Since both metrics require the computation of distances, I decide to use pysqlilte, so that I can customize a DIST() function for returning distances given a pair of lon and lat.

The following briefly walks through the Python script. For details of each SQL query, please refer to the Python script.

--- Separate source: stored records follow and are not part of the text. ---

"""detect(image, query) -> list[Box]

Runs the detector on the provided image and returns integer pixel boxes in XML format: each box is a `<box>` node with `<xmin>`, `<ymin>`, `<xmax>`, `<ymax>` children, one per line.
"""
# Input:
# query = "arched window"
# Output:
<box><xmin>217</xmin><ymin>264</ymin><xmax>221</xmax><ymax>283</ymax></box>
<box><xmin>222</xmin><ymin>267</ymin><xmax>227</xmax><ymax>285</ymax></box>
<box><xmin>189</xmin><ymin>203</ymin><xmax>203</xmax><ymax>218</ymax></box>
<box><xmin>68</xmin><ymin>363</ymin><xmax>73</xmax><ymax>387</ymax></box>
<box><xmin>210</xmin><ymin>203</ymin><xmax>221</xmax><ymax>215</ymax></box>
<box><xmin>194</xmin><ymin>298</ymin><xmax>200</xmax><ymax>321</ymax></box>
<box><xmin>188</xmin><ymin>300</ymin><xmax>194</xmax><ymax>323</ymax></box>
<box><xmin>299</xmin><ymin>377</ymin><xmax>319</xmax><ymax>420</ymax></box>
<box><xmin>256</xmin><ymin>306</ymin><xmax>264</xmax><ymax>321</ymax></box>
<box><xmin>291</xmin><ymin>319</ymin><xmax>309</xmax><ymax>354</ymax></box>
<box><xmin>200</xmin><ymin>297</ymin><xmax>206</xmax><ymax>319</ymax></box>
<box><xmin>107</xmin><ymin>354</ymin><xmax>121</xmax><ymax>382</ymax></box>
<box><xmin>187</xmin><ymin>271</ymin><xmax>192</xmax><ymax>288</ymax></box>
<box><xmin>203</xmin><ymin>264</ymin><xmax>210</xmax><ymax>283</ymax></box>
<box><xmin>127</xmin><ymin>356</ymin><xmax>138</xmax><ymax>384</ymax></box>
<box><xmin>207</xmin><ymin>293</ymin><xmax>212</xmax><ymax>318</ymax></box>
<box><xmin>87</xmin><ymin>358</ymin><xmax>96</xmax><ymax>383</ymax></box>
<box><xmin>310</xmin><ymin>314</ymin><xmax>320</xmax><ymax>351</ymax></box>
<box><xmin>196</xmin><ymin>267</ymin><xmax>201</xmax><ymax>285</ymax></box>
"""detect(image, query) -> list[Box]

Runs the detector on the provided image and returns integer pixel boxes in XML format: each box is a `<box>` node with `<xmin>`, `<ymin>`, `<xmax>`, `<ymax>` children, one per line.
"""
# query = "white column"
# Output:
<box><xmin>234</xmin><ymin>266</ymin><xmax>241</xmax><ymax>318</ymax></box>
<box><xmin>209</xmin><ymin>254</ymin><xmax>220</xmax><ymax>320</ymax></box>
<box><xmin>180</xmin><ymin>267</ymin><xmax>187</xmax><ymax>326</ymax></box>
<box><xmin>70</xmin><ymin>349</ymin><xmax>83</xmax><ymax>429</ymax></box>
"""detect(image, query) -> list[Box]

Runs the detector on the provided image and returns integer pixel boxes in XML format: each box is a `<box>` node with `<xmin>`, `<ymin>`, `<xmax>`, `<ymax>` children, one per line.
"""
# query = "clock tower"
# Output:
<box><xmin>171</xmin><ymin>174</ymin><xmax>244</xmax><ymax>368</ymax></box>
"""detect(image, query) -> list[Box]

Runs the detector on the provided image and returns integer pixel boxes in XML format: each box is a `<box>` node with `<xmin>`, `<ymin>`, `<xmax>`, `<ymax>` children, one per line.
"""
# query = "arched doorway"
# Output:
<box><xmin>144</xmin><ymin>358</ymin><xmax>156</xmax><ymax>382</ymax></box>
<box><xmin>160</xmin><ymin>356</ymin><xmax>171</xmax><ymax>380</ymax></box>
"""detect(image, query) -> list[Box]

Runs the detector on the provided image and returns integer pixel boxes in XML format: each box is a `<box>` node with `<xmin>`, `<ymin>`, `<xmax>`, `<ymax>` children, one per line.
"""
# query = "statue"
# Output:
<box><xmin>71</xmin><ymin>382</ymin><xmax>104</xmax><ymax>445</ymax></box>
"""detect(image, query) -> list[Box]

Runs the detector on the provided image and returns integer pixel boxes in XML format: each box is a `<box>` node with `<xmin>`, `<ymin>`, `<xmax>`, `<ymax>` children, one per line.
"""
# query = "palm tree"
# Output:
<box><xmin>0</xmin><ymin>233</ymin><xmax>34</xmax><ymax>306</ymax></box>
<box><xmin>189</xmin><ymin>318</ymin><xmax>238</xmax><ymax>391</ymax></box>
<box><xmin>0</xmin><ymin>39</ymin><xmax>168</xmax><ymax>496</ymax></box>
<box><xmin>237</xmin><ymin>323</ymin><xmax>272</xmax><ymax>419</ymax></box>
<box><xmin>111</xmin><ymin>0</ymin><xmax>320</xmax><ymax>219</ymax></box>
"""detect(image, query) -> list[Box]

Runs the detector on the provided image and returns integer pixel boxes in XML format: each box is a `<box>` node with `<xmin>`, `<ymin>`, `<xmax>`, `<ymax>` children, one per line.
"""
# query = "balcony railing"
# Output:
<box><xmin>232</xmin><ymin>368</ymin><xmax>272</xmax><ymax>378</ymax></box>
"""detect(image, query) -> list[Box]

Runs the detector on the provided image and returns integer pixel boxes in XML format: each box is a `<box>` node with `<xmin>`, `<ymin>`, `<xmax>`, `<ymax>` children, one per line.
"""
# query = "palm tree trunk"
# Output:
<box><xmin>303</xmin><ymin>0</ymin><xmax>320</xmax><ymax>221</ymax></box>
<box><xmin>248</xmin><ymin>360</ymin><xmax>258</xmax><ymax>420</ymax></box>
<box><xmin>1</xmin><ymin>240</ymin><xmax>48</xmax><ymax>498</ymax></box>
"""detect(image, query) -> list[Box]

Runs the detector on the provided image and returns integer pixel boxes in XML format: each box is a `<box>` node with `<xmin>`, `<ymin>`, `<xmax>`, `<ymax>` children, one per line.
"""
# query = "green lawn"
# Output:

#### Getting coordinates of all apartments in the area:
The apartments are usually large buildings; the ways_nodes table outlines the boundnary of these building with a series of nodes. I decided to average the lon and lat of the series of nodes of each apartment building to get a single point location for each apartment. Unfortunately, some of apartments were stored in the 'nodes' tables instead of the 'ways' tables. Therefore I had to use "UNION" to combine the results together.

**Query:**

    CREATE VIEW apt_pos AS
		SELECT n.id, n.lat, n.lon, nt2.value AS name
		FROM nodes_tags AS nt
		JOIN nodes_tags AS nt2
		ON nt.id = nt2.id
		JOIN nodes AS n
			ON n.id = nt.id
		WHERE 
			(nt.key = 'building' OR  nt.value = 'residential')
			AND nt.value LIKE 'apartment%'
			AND nt2.key = 'name'
			
			UNION

		SELECT wt.id, AVG(n.lat) AS lat, 
			AVG(n.lon) AS lon, wt2.value AS name
		FROM ways_tags AS wt
		JOIN ways_tags AS wt2
            ON wt.id = wt2.id	
		JOIN ways_nodes AS wn
            ON wt.id = wn.id
		JOIN nodes AS n
			ON n.id = wn.node_id
		WHERE 
			(wt.key = 'building' OR  wt.value = 'residential')
			AND wt.value LIKE 'apartment%'
			AND wt2.key = 'name'
		GROUP BY wt.id;

**Truncated Output of this Temp View apt_pos**:

444092514,47.6258002818,-122.344453945,708 Uptown  
456138164,47.6176869917,-122.304130758,Session  
490586222,47.6171625944,-122.337787544,Stratus  
492248771,47.6176266435,-122.339369665,McKenzie Apartments  
492680050,47.6216989714,-122.338885314,The Lofts


#### Getting coordinates of all bars in the area:
A similar process was done to get all coordinates of the bars in the area (please refer to the Python script for details).

**Query**:

	CREATE VIEW bar_pos AS          
		SELECT n.id, nt2.value AS name, n.lat, n.lon 
		FROM nodes_tags AS nt1
		JOIN nodes_tags AS nt2 
			ON nt1.id = nt2.id
		JOIN nodes AS n
			ON n.id = nt1.id
		WHERE nt1.key = 'amenity' 
			AND nt1.value = 'bar'
			AND nt2.key = 'name';
**Truncated Output of Table bar_pos**:  
4522428050|Cantine|47.6237717|-122.3388101  
4527603992|Yeti Bar|47.6185987|-122.3210229  
4531209989|Fountain Wine Bar & Lounge|47.6110689|-122.3340032  
4588626389|Foreign National|47.6142159|-122.3274435  
4677585271|mbar|47.6227869|-122.3338623  


#### For each apartment, calculate distances to the nearest bar, and to work

**Query**:

	CREATE TEMP VIEW A_B_dists AS
	SELECT A.id, A.lat, A.lon, A.name, B.name,
		MIN(dist(A.lat, A.lon, B.lat, B.lon)) AS b_dist,
		dist(A.lat, A.lon, 47.6148943, -122.321752517) 
        AS w_dist
	FROM apt_pos AS A
	JOIN bar_pos AS B
	GROUP BY A.id;

**Truncated Output of Table A_B_dists**:

44598313,47.6132006857,-122.332295986,Premiere on Pine,Fountain Wine Bar & Lounge,0.180419920635,0.653316433256  
68665991,47.611038375,-122.341193633,Viktoria,Nitelite,0.0335220834781,1.21541106455  
118979624,47.61219518,-122.329718968,Elektra Condominiums,Still Liquor,0.188285581865,0.520351253027  
140676009,47.609754675,-122.325954112,The Chasselton,Sun Liquor Distillery,0.318226734371,0.438004181541  
140676014,47.6090702,-122.32919012,Emerson Apartments,Regatta Bar & Grille,0.183395353659,0.606615541837


#### Convert distances to costs and find the best apartment!
A scoring function was defined in Python and used in the SQL query.
Using the following expression, I can convert distances to costs:
* Daily cost of walking to work = 2 \* distance to work \* 1hr/3miles * $35/hr  

* For calculating daily cost of losing sleep:  
    estimate noise from the nearest bar = 90 decibels \* (0.00568182 miles / distance to closest bar)^2  
    if estimated noise from the nearest bar <= 60 decibels:  
    then the cost = 0  
    else:  
    Daily cost of losing sleep = \$5/decibel \* (estimated noise - 60 decibels) + \$50  



**Query**:  
	
    SELECT A_name,
		scoring(b_dist, w_dist) AS score
	FROM A_B_dists
	ORDER BY score
    
**First 5 Output**:

Cue Apartments,0.894976218219  
Pike Motorworks,1.76264398828  
The Starbird,1.98814250979  
The Lenawee,2.22456104679  
Glencoe,2.84915844525  


Based on my two metrics (distance to work and to nearest bars), I have found the best apartment, which is Cue Apartments!!!!!